A collection of diplomas and certifications adorn the walls of Etienne Nikiema‘s office at the Jewish General Hospital, all neatly framed and evenly arranged. Yet more certificates are stashed in his cabinet drawer. At Mr. Nikiema’s home, prized reading material includes a set of Larousse dictionaries and encyclopedias.
“I love discovering,” says the manager at the JGH Radiology Department. “I believe that studying opens your spirit.”
Mr. Nikiema’s traces his high regard for learning to his upbringing in Burkina Faso, a small country in West Africa. “There, it’s valued to be educated,” he explains. “In Africa, it’s often the best way climb the social ladder. But there are less opportunities.”
After earning a diploma in Radio-Diagnostics, a certificate in Finance and Accounting, and a Master’s degree in Management Sciences in Burkina Faso, in 2007 Mr. Nikiema emigrated to Montreal.
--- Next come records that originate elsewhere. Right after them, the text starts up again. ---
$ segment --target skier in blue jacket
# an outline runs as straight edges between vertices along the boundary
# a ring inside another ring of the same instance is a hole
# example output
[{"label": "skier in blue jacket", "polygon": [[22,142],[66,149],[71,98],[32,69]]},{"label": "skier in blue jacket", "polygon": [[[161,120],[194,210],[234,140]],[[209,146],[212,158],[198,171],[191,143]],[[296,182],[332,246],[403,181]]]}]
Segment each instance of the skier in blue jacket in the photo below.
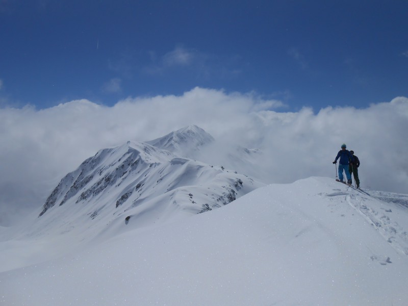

“I had a desire for adventure,” he says. “North America intrigued me, but Canada even more so because it’s bilingual.” French is his first language, so Montreal was a natural option.
Since his arrival, Mr. Nikiema hasn’t stopped learning. He earned a Master’s degree in Healthcare Management from the University of Montreal in 2015, and last year, a certification from the McGill Executive Institute in Leadership in Healthcare. He is also Lean Six Sigma green belt certified from the McGill Executive Institute.
“I’m always looking for programs or courses that can bring value to my job as a manager in healthcare,” he says.
Mr. Nikiema is responsible for the MRI, CT Scan and Interventional Radiology divisions within the JGH Radiology Department, with more than 30 employees. His approach as a manager is simple: humanistic and patient-focused.
“I really like being on the ground, because that’s where I came from,” says Mr. Nikiema, who worked as a medical imaging technologist for 18 years. “It’s important for me to remain close to my team and the patients. When I’m with a patient, I’m not dealing with a number, but a person who is coming for a service.”
When he began his role in November 2016, the average wait time for an MRI was more than a year. Today, the average is down to three months, or two weeks for cases that do not require contrast infusion.
But such accomplishments don’t come without challenges, and Mr. Nikiema believes it’s the difficult situations that really enable him and his team to learn, grow and impact the lives of patients.
“You can serve 150 patients where it’s business as usual, but it’s in solving the tough problem with that one patient where you feel like you’ve really made a difference,” he notes.
He recalls one incident involving a patient who did not show up for several appointments. Ministerial policy dictates that after a certain number of missed appointments, the patient and referring physician are informed that the patient will be removed from the waiting list.
Initially unable to reach the patient, Mr. Nikiema did some searching and found the contact information of their long-term care site. He discovered that the individual was disabled, recovering from brain surgery, and unaware of ever having booked or missed appointments. Mr. Nikiema made arrangements with the facility to transport the resident, and to have them accompanied and examined at the hospital.
“There is always a context that you have to take into account. You never know what the patient is dealing with,” Mr. Nikiema says. “When you take the time to go the extra mile, you get real satisfaction. If we’re able to offer our best service to the patient, we must do it.”
His team must also be empowered to provide excellent care, he adds. Part of that involves including them in project development and discussion.
“I might have a good solution for a problem, but their ideas open the door to new possibilities. At the end of the day, they are the ones doing the work on the ground.”
When Mr. Nikiema arrives each morning, he does a tour of the team. Whether he’s making them laugh or resolving a problem before patients arrive, he’s there for support.
”I feel like I have respect from my team because I’ve done what they’ve done,” he notes. “They feel understood, because I can relate to the demands of their work.” As much as providing feedback and giving thanks is vital, he also regularly asks for comments from his team about his own work.
“If I have an interaction or a relationship with someone—be it a member of my team or a patient—it’s important to me above all else that they feel valued.”